Belladonna* is a feminist avant-garde collective, founded in 1999 by Rachel Levitsky. Belladonna* started as a reading and salon series at Bluestocking’s Women’s Bookstore on New York City’s Lower East Side. In June 2000, in collaboration with Boog Literature, Belladonna* began to publish commemorative “chaplets” (defined as short chapbooks of immediate writing or work-in-progress) of the readers’ work. This series continues today and has reached well beyond #200.
15. Aeon
Since 2012, Aeon has established itself as a unique digital magazine, publishing some of the most profound and provocative thinking on the web. We ask the big questions and find the freshest, most original answers, provided by leading thinkers on science, philosophy, society and the arts.
16. Aster(ix) Journal
Aster(ix) is a transnational feminist literary arts journal committed to social justice and translation, placing women of color at the center of the conversation.
Aster(ix) is a play on asterisk, star, splat, a wildcard. It’s the censored and omitted. It’s footnotes and to be continued. (ix) honors Mayan heart-knowing, the alignment with divine will, the torch bearer. We cast lines between the future and the past, the possible and the impossible.
17. Switchback Books
Switchback Books challenges gender inequity in literary publishing by producing and promoting books of poetry by women, including transgender women and all other female-identified individuals. Publishing exclusively women poets comprises a feminist act. We aim to change the unbalanced ratio of genders represented in literary publishers’ catalogs, making women’s voices and perspectives accessible to the literary community and the general public.
18. Deep Vellum
Deep Vellum Publishing is a not-for-profit literary publisher that seeks to enhance the open exchange of ideas among cultures and to connect the world’s greatest untranslated contemporary writers of literature and creative nonfiction with English-language readers for the first time through original translations, while facilitating educational opportunities for students of translation in the Dallas community, and promoting a more vibrant literary community in north Texas and beyond.
19. Barrelhouse
Barrelhouse is an independent non-profit literary organization.

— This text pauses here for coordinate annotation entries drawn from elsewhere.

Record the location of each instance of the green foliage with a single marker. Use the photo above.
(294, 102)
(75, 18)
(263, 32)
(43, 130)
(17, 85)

We are not affiliated with a university or writing program.
Barrelhouse is produced by writers for readers who are looking for quality writing with an edge and a sense of humor.Barrelhouse bridges the gap between serious art and pop culture.
Barrelhouse is a biannual print journal featuring fiction, poetry, interviews, and essays about music, art, and the detritus of popular culture.
Barrelhouse is a web site that regularly posts new short fiction, nonfiction, poetry, interviews, book reviews, and other literary things.Barrelhouse is a small press that puts out roughly two books a year.
20. Asymptote
Winner of the 2015 London Book Fair’s International Literary Translation Initiative Award, Asymptote is the premier site for world literature in translation. We take our name from the dotted line on a graph that a mathematical function may tend toward, but never reach. Similarly, a translated text may never fully replicate the effect of the original; it is its own creative act.
Our mission is simple: to unlock the literary treasures of the world. (Watch a video introduction of Asymptote here.) To date, our magazine has featured work from 121 countries and 103 languages, all never-before-published poetry, fiction, nonfiction, drama, and interviews by writers and translators such as J. M. Coetzee, Patrick Modiano, Herta Müller, Can Xue, Junot Díaz, Ismail Kadare, David Mitchell, Anne Carson, Haruki Murakami, Lydia Davis, Ann Goldstein, and Deborah Smith.